Thanks for the heads up Jim,
I started to write a response but it was getting kind of drawn out, so I’ll keep it to a single simple CLEAR question, and we’ll see if we can do more later, like I said, I’m not in the position to comment on this at any length and that’s why I refer to the literature, which, of course, must be read critically; speaking of which, Rosa’s ban of Zeleny’s book sounds a li’l dogmatic for a Wittgesnteinian-Trotskyist, no?
Rosa did get something right out of my comment, which wasn’t intended as a ‘totalistic’ critique of all her writings, which I haven’t read, but were only my impressions of the debate at the Marxist Humanist Initiative. Alas, it was only one thing: it was off topic. That’s because according to Marx’s materialist conception of history, or any possible reading of it I can think of, -by the way, Marx never had a grand theory of historical materialism- taken in its full literal sense, “social being determines consciousness”, so that to ask for a ‘clear’ (where does this ‘clarity’ come from? who’s clarity is it, Wittgenstein’s? Giaquinto’s? Priest’s? Or could this rather be your alienated consciousness which doesn’t recognize the abstract image in which it must represent itself so that it, by necessity, reproduces the capitalist mode of production?) explanation of dialectical contradiction is an abstract fixation; it’s the wrong topic (!). We could talk about the dialectical method, someday, but the point is you give logic, clarity, or what have you, an independent existence; is that not the essence of idealism?

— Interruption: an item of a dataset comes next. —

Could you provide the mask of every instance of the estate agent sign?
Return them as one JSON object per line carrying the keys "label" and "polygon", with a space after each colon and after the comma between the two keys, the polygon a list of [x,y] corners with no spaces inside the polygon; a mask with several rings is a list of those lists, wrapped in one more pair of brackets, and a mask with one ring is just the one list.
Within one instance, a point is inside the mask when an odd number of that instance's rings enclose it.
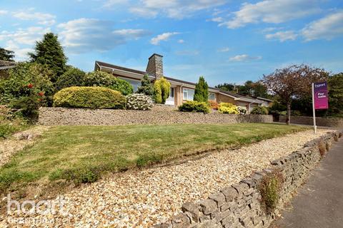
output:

But please, don’t take it from me, here is the old man himself, in historical materialist mode,
“When, for instance, wealth, state-power, etc., are understood by Hegel as entities estranged from the human being, this only happens in their form as thoughts ... They are thought-entities, and therefore merely an estrangement of pure, i.e., abstract, philosophical thinking. The whole process therefore ends with absolute knowledge. It is precisely abstract thought from which these objects are estranged and which they confront with their presumption of reality. The philosopher – who is himself an abstract form of estranged man – takes himself as the criterion of the estranged world. The whole history of the alienation process [Entäußerungsgeschichte] and the whole process of the retraction of the alienation is therefore nothing but the history of the production of abstract (i.e., absolute) thought – of LOGICAL, speculative thought.”
And, with regard to the materialist conception of history,
"Therefore, to the kind of consciousness – and this is characteristic of the philosophical consciousness – for which conceptual thinking is the real human being, and for which the conceptual world as such is thus the only reality, the movement of the categories appears as the real act of production – which only, unfortunately, receives a jolt from the outside – whose product is the world; and – but this is again a tautology [SIC] – this is correct in so far as the concrete totality is a totality of thoughts, concrete in thought, in fact a product of thinking and comprehending; but not in any way a product of the concept which thinks and generates itself outside or above observation and conception; a product, rather, of the working-up of observation and conception into concepts. The totality as it appears in the head, as a totality of thoughts, is a product of a thinking head, which appropriates the world in the only way it can, a way different from the artistic, religious, practical and mental appropriation of this world. The real subject retains its autonomous existence outside the head just as before; namely as long as the head’s conduct is merely speculative, merely theoretical. Hence, in the theoretical method, too, the subject, SOCIETY, must always be kept in mind AS THE PRESSUPOSITION."
Rosa says she agrees with this conception, but this is only from a proto-idealist standpoint. For where does Rosa account for the social origins of formal logics, whatever kind, she makes such an unwarranted fuzz of? Did logic fall from the sky? Are we to believe that on the basis of neoclassical economics, along with the puny game theory of “analytical Marxism”, etc., etc., all but blatant manifestations of an inverted consciousness which doesn’t take society as the presupposition but directly starts from the imposition that society ‘should’ conform to the pure form of logic, and have served as the instrument of domination for the ruling classes, compels us all to pay homage to formal logic, because of how, it, coming from an abstract netherworld, and whose movement APPEARS as the real act of production, has developed nice purrrty technologies? 
Yeah let’s read Von Neumann before Marx, “johnny boy”, as they called him, was such a radical, making atomic bombs and shit…
Where does logic come from Rosa?
p.s. thank you so much for bashing me next to Richard Levins. Awesome!